# Τα Πεταλάκια



## Theseus (Apr 30, 2017)

I need help with the bits in bold:-

Τα Πεταλάκια

Για να βρεις κυρά μου γούστα
πάμε τσάρκα με τη κούρσα
να κρατάς το χαλινάρι 
όλο σκέρτσο και καμάρι 

Τάκα τάκα τάκα τα πεταλάκια
ντρίγκι ντρίγκι ντρίγκι τα κουδουνάκια
ντρίγκι ντρίγκι ντρίγκι τα κουδουνάκια
τάκα τάκα τάκα τα πεταλάκια 

- Ρεφραίν -

Θα τραβήξουμε δυο ούζα
κι *ο Ψαρής* θα κάνει σούζα
κι αν δεν πάρουμε χαμπάρι
*αγκαλιά θα μας τουμπάρει*

- Ρεφρέν -

Στη πηγή θα σταματήσω 
τ' αλογάκι να ποτίσω
κι αν γουστάρεις μάνι μάνι
θα ξεζέψουμε στο χάνι

- Ρεφρέν -
I got these words from this fascinating video clip (even though the editor calls this song 'a bit corny':-


----------



## nickel (May 1, 2017)

Ψαρής is a common name for a grey horse.

So:

We'll down a couple of ouza
and Grey will stand on its back legs.
If we don't realise it in time
it will throw us off while still locked in embrace.

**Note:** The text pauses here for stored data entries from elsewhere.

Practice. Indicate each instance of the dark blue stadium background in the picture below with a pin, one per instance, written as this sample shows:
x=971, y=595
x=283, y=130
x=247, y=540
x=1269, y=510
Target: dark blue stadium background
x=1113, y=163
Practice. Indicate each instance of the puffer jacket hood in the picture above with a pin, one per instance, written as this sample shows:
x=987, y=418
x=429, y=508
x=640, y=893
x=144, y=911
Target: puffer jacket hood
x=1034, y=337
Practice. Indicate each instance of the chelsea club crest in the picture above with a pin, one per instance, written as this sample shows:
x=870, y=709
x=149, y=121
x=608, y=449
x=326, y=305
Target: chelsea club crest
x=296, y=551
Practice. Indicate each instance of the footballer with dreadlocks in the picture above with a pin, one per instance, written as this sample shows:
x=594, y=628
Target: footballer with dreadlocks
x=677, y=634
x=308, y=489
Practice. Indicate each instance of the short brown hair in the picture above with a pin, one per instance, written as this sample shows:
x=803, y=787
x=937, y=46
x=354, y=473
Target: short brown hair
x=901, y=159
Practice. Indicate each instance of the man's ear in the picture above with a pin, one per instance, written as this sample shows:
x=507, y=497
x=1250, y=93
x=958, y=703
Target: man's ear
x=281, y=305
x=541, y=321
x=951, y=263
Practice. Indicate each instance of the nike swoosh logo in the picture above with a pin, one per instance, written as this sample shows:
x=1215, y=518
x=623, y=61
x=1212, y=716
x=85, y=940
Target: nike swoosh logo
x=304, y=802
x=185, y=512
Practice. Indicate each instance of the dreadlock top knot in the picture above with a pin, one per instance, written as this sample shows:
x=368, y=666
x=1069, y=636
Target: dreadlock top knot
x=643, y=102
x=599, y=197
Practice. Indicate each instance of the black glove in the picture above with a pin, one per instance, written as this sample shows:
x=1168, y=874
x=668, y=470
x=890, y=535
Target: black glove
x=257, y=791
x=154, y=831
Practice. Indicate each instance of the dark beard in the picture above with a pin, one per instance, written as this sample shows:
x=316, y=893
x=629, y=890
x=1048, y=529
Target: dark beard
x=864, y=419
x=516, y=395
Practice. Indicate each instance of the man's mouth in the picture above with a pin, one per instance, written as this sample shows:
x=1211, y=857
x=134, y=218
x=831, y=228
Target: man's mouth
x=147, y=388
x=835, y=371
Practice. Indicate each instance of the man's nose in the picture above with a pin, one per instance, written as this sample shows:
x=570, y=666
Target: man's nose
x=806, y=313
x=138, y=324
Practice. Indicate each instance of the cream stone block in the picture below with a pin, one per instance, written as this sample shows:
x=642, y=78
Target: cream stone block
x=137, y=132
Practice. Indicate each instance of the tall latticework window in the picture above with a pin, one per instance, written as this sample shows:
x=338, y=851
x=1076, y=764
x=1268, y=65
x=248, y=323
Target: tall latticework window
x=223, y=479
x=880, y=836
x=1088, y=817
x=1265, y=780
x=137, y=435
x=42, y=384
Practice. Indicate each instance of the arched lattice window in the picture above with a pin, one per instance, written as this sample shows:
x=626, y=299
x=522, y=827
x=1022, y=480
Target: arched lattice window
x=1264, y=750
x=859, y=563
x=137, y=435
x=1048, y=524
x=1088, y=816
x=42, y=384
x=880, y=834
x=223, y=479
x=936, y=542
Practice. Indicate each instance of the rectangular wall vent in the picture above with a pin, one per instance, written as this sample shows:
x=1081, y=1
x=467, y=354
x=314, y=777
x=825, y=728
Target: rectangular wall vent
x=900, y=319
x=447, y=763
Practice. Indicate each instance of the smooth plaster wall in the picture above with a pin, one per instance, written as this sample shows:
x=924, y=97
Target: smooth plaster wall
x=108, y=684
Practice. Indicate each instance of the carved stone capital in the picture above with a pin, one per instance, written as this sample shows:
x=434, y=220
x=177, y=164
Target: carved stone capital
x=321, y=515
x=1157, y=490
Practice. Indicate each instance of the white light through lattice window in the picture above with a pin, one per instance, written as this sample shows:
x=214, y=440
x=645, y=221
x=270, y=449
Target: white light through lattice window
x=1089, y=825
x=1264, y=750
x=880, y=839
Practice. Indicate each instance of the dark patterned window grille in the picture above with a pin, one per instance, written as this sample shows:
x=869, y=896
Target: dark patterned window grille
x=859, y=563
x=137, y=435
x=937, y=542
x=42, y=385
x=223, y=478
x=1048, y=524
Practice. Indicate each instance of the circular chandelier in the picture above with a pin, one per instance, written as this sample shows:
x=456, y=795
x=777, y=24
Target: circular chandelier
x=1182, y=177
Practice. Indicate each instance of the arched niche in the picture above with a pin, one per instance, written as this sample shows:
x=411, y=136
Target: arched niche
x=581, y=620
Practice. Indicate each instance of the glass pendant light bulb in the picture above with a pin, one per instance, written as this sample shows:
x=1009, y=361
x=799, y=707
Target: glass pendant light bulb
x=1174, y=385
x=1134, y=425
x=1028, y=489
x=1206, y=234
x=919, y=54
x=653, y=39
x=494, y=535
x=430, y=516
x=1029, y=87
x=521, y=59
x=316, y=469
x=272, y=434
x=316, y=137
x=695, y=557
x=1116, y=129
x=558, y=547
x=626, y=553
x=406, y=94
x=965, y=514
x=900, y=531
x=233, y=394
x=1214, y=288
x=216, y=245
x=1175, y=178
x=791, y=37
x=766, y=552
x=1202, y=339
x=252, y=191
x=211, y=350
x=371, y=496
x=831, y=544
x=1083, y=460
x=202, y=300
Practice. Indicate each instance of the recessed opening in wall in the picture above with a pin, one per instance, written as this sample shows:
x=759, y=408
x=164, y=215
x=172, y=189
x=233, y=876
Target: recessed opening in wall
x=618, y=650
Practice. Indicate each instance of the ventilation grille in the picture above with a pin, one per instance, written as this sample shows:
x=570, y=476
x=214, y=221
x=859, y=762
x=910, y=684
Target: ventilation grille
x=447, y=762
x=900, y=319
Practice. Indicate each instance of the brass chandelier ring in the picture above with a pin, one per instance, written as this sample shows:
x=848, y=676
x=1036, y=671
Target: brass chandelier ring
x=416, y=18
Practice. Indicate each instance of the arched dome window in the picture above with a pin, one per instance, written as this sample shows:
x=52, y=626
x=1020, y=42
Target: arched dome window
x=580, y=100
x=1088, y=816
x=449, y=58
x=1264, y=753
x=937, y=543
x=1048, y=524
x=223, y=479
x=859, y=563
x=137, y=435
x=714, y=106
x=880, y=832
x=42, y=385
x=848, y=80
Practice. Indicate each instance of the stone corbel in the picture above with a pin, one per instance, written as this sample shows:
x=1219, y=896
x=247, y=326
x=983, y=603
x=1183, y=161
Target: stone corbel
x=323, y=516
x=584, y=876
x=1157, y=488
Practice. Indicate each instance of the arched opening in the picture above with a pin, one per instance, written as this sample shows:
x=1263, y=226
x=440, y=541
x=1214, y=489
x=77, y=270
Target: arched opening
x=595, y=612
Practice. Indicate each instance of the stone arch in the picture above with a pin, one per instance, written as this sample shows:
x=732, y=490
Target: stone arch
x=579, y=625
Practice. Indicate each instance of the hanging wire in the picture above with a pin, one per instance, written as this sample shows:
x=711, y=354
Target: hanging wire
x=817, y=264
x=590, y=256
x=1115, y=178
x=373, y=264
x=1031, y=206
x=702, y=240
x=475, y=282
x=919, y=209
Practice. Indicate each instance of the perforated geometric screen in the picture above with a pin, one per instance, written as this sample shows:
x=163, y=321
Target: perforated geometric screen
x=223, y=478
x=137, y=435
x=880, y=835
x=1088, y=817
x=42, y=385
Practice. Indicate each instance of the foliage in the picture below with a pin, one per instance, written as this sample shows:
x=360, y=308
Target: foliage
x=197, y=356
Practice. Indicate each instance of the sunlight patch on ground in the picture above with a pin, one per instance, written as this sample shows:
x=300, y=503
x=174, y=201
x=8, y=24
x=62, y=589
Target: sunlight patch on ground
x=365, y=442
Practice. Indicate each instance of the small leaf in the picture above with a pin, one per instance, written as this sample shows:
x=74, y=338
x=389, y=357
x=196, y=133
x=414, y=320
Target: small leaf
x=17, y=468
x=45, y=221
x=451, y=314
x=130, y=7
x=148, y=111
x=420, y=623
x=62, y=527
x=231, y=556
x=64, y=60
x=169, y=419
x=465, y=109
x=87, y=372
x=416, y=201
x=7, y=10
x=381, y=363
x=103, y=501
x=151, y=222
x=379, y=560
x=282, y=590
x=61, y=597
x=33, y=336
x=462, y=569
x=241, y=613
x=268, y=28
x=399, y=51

(Sorry, can't do anything more poetic at the moment.  )


----------



## SBE (May 1, 2017)

Common names for animals in Greek, usually referring to their colour or other qualities or just because: 
For horses (and donkeys) : Ψαρής (grey), Ντορής (brown), Μαύρος
For donkeys: Κυρ-Μέντιος, Γκαρής (that's the Greek name of Eeyore from Winnie the Pooh)
For dogs: Αζώρ, Φλοξ (flame)
For goats: Κανέλλα (brown), Φλώρα (white) and others that are used to describe the appearance, rather than to call the animal
Foxes in popular myths are: κυρά Μαριώ

Glad to see Theseus that you are moving away from folk music to more modern options.


----------



## Theseus (May 1, 2017)

Thanks, Nickel, for your translation & thanks to you for all those names for animals, SBE. As for more modern options. I have two sentences for translation from Mimi Spencer, a well-known journalist & columnist in papers & magazines, about reaching the age of fifty. The article only appeared on Saturday, so I can't get more modern than that! I like her style but I find the type of writing impossible to imitate in Greek. I'm going to post these sentences under Greek to English queries. :)


----------



## drsiebenmal (May 1, 2017)

nickel said:


> Ψαρής is a common name for a grey horse....



We will down a couple of ouza,
Grey will stand on its legs "souza",
If we don't pay him attention,
Off he'll throws us, no question.

(Sang in the original rhythm.  )


----------



## Theseus (May 4, 2017)

I like it, Dr. It misses the embrace, though..:)


----------



## drsiebenmal (May 4, 2017)

Theseus said:


> I like it, Dr. It misses the embrace, though..:)



You can't have everything, Theseus! :)


----------



## Theseus (May 4, 2017)

Hahaha!? I'll try & add it, Dr.:)


----------